Non
siamo mai pronti per la partenza di qualcuno che amiamo.
Lo
osservavo in questi giorni in cui ho frequentato le stazioni
ferroviarie.
Lì
è tutto un brulicare di persone e storie, traiettorie intrecciate
di destinazioni e valigie su ruote che sembrano cagnolini al
guinzaglio di padroni frettolosi.
Osservare
i modi in cui le persone interagiscono, mi rende più amica l'attesa.
Quando
il treno arriva, chi aspetta è più disposto a sostare in cima alla
banchina, col naso all'insù, come un antenna semovente, a destra e
sinistra, nell'attesa di scovare gli occhi conosciuti per
abbracciarli già da lontano con un sorriso, oppure slanciarsi in una
corsa che finisce in un bacio.
Quando
il treno parte invece si approfitta delle ultime briciole di tempo
per cui la sosta è proprio a pochi passi, di fronte a quella porta
rialzata che fra pochi minuti inghiottirà la persona che si è
venuti ad accompagnare.
Non
solo gli innamorati hanno questa abitudine.
A
volte anche i genitori e i figli, le amiche, gli amici...
Una volta si riusciva ad affacciarsi ai finestrini per lanciare l'ultimo bacio volante... oggi sono bloccati, per cui come tanti pesci si inviano frasi mute attraverso i vetri doppiati.
Diverso
è l'aereoporto.
Lì
ci sono dei varchi, dei confini invalicabili, anche per l'amore.
Se
non vai nella stessa direzione ti è proibito condividere il tempo
dell'attesa.
Così
all'arrivo tutti si ammassano dietro le porte scorrevoli che separano
il tempo del viaggio da quello di chi attende. E poi il processo è
lo stesso. Sorriso, abbraccio, baci.
Gli
unici impassibili sono i portatori di cartello: Miss.... Mister.....
Dottore.... Ingegnere.
Chissà
se nella loro fantasia avevano immaginato un volto.
Alla
partenza dei voli invece, occorre separarsi molto prima, tollerare che
nonostante il tempo del viaggio non sia ancora arrivato, esiste un
limbo di tempo sospeso, condiviso solo da chi se ne va.
Così,
lungo il serpentone del controllo bagagli, si assiste al languore
degli sguardi che si cercano fino all'ultima curva, prima che un
poliziotto introduca uno ad uno attraverso la porta del limbo, che
per la sicurezza deve suonare se rileva metalli indossati.
È
una fortuna che non riesca a cogliere la pesantezza degli umori
plumbei di chi è costretto a stare lontano... altrimenti chissà che
confusione!
Una
volta senza telefonini si rimaneva incapsulati nel non-tempo, con
solo il filo dei pensieri rivolti all'altro.

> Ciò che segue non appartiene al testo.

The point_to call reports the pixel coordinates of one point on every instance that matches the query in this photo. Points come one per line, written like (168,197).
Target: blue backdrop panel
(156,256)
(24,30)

Oggi grazie alla
tecnologia si può continuare a restare in relazione, trasferirsi
affetto attraverso onde wireless.
Persa
in queste riflessioni, ho pensato a quando qualcuno ci lascia.
Definitivamente.
No,
non perché ha preferito esplorare il mondo.
Ma
perché suo malgrado ha dovuto lasciarlo.
Sarebbe
bello poter accompagnare chi amiamo fino all'ultimo gradino prima che
salga per il suo ultimo viaggio.
Essere
consapevoli che è arrivato il momento e riuscire a dire qualcosa che
sia di conforto, per provare a dare un senso all'esperienza che
nessuno è preparato a vivere.
Questo
non è sempre possibile.
Non
abbiamo sempre il tempo dei saluti, neppure se siamo a pochi passi
dal varco.
Pensavo
a quella donna a Grosseto alla quale un torrente in piena ha portato
via il marito e il figlio, fino a pochi istanti prima lì con lei.
Pensavo
ai parenti di coloro che la disperazione ha fatto salire su quel
barcone naufragato a Lampedusa, partiti in cerca di una vita
migliore.
La
morte è il viaggio che nessuno di noi può programmare.
Si
può però dare significato ai giorni che abbiamo a disposizione.
Non
aspettare l'ultimo momento per dichiarare il nostro amore, per
chiudere situazioni incompiute, per chiarire incomprensioni.
Sperando
che chi se ne va, magari abbia un limbo dove sostare, per dedicarci
ancora qualche messaggio d'amore, prima di volare verso la pace.